A study published in the International Small Business Journal confirmed the positive effect of these business shifts, which researchers refer to as “dynamic capabilities” (DC). Small businesses adopting a DC approach outperformed those that did not, and the smaller a small business was, the more it benefited, the study found.
“Every day we would see new headlines documenting the plight of struggling small businesses, so we decided to study a strategic management theory designed to predict performance in turbulent settings and see if it helped during COVID-19,” said Melanie Lorenz, Ph.D., an assistant professor of marketing in FAU’s College of Business. “Interestingly enough, this theory of dynamic capabilities is normally thought to benefit large firms more, but we found that when turbulence is as extreme as it is during COVID-19, being small actually increases the efficacy of dynamic capabilities. No matter how small you are, this can help.”

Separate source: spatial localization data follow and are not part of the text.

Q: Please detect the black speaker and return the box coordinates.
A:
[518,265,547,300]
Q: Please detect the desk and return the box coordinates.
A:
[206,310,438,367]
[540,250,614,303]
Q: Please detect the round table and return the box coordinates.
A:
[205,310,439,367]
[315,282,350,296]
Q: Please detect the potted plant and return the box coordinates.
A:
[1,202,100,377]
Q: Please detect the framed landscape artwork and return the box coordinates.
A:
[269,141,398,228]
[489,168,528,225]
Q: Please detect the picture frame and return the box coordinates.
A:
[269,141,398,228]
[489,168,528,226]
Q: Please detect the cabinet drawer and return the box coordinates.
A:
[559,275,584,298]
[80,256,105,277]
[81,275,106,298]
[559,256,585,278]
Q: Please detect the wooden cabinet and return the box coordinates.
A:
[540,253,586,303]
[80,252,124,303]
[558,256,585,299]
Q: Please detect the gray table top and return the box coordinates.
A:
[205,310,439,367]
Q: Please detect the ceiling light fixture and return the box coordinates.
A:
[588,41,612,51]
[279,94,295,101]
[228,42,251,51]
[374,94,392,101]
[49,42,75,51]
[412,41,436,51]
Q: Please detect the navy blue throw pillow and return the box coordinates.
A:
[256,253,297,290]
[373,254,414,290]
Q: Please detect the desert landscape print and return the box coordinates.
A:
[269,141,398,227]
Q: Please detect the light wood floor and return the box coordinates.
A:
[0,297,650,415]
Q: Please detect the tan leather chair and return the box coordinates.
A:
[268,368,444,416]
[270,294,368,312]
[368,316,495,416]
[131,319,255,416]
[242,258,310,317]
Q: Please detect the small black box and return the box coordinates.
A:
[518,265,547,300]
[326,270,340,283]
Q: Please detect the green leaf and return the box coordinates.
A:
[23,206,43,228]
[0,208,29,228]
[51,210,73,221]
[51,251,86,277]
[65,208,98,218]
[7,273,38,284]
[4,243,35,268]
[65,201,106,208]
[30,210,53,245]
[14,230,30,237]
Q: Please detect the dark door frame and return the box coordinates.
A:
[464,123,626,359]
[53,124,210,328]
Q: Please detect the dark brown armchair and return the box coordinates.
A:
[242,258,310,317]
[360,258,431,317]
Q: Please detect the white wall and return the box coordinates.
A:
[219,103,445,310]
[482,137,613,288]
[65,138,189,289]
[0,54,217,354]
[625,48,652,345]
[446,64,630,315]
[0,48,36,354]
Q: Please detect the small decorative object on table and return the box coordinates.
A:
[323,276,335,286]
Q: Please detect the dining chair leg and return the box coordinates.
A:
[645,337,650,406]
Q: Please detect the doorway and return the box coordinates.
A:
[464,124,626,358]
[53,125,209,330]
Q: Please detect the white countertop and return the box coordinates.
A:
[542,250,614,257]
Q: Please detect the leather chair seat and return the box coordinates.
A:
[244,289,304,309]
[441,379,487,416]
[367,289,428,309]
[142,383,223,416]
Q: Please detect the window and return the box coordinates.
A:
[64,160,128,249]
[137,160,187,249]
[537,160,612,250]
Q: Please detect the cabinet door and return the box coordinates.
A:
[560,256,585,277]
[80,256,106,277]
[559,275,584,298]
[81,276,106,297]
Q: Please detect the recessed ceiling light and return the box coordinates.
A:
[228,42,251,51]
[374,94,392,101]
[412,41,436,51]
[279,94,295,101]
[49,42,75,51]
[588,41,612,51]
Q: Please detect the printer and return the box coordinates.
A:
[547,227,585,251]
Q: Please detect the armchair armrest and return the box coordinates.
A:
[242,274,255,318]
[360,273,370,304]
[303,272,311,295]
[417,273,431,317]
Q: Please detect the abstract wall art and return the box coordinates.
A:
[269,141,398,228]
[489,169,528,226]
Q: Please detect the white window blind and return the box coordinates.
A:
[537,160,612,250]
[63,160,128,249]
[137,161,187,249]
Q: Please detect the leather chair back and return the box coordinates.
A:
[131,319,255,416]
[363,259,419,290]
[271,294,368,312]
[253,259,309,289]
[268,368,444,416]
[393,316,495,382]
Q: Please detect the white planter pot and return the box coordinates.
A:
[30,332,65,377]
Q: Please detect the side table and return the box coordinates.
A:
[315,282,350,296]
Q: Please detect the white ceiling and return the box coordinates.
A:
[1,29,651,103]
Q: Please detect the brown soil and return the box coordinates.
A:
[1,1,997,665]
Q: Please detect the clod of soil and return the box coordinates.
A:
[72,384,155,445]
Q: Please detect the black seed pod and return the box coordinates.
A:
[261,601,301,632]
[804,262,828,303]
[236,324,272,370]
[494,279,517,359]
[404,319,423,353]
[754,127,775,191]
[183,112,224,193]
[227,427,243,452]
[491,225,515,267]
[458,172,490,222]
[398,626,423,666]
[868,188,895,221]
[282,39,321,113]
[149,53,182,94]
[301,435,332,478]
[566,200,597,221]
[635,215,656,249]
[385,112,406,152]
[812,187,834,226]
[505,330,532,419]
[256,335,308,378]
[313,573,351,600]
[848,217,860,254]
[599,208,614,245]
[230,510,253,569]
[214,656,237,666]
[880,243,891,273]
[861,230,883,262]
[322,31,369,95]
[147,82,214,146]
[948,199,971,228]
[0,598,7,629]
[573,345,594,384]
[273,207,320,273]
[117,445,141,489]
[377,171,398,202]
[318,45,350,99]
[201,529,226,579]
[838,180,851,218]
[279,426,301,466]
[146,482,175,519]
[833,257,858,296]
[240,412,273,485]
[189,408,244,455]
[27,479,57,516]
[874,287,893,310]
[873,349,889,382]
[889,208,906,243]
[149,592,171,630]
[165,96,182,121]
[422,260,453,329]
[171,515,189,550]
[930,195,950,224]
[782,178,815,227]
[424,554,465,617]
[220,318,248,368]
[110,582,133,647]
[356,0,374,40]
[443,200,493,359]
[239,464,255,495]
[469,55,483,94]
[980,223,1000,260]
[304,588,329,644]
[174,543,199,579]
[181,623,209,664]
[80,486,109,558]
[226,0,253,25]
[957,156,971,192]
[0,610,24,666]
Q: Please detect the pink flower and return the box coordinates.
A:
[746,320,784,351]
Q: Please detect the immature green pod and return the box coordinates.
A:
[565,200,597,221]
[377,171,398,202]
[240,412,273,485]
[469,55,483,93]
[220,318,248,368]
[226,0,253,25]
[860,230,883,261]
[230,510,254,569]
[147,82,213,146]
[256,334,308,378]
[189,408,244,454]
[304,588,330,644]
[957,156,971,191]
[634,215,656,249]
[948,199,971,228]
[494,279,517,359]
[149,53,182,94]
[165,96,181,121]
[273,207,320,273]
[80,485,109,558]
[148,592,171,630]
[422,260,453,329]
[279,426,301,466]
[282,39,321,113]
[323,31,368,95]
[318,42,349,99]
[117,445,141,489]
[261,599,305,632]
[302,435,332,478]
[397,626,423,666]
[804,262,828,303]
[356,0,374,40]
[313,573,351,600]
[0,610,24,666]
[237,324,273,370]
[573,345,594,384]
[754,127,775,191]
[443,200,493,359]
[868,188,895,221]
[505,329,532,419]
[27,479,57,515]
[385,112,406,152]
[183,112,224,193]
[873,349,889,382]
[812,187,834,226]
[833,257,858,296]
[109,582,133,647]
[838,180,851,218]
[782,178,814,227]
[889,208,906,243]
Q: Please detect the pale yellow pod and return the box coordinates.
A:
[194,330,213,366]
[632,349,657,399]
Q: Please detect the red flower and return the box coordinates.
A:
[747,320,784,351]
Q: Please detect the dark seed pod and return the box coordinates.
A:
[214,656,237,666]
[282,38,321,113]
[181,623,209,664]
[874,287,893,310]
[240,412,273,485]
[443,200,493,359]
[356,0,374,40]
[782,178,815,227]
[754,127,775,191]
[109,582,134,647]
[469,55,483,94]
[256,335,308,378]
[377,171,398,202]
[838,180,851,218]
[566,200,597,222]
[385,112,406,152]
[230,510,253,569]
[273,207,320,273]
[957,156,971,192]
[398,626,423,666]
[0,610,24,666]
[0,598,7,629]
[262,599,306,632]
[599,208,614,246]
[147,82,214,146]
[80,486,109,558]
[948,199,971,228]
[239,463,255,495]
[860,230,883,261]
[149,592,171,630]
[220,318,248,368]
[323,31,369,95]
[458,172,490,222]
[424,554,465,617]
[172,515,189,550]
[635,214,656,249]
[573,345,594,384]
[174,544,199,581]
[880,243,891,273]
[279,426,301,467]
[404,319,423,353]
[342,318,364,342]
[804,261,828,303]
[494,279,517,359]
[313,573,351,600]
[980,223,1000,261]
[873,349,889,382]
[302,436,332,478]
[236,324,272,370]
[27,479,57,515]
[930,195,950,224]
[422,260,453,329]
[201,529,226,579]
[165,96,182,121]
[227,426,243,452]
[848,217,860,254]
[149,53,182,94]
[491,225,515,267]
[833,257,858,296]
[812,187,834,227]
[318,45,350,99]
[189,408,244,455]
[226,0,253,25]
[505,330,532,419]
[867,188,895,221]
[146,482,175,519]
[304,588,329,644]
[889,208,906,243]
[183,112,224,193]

Lorenz worked on the study with TAMUCC’s Jack A. Clampit, Ph.D., John E. Gamble, Ph.D., and Jim Lee, Ph.D. Their data was gleaned from a survey of nearly 600 business owners and managers in the southern United States during the first week of June 2020, soon after government-imposed COVID-19 lockdowns on non-essential businesses were lifted.
The study noted that economic downturns historically tend to hurt small and medium-size businesses more than larger firms, and that was never more evident than during the pandemic. Three times as many small and medium-size firms failed from February to May 2020 than during the 18-month Great Recession.
One reason larger businesses tend to do better during economic downturns is they have cash reserves to maintain operations until conditions improve. The federal government’s efforts to provide coronavirus aid offered small and medium-size businesses a measure of relief, leveling the playing field and allowing the researchers to conduct a natural experiment isolating the role of DC in business performance.
The researchers highlighted Flags of Valor, a Virginia wooden flag manufacturer that struggled during the pandemic until it discovered a new market: craft kits for children across the country who were on extended breaks. In another example, South Florida restaurant Oceans 234, barely surviving by offering takeout orders, leveraged personal relationships with suppliers and a local nonprofit agency to operate as a grocery store. The restaurant provided items with strong demand that were often sold out in traditional grocery chains, such as toilet paper, while also helping to feed children who no longer had access to meals once served at school.
The study showed how smaller firms can more quickly and easily recognize new customer needs and then quickly pivot from old to new business models without being bogged down by the bureaucratic and political hurdles that make larger firms efficient but less agile. Owners of smaller businesses have the authority to make sweeping decisions and can garner immediate buy-in from key employees.
What’s more, smaller firms are more likely to capitalize on personal relationships with internal and external stakeholders in ways that can facilitate their shifts toward new business strategies, the researchers found.
“This is not to suggest these changes will be easy,” Lorenz said. “The owner of the flag-making company, for example, compared it to trying to build a parachute while falling to the ground. But the company also noted that it was ultimately worth it because it’s an entirely different business now. And all their furloughed workers are back working full time.”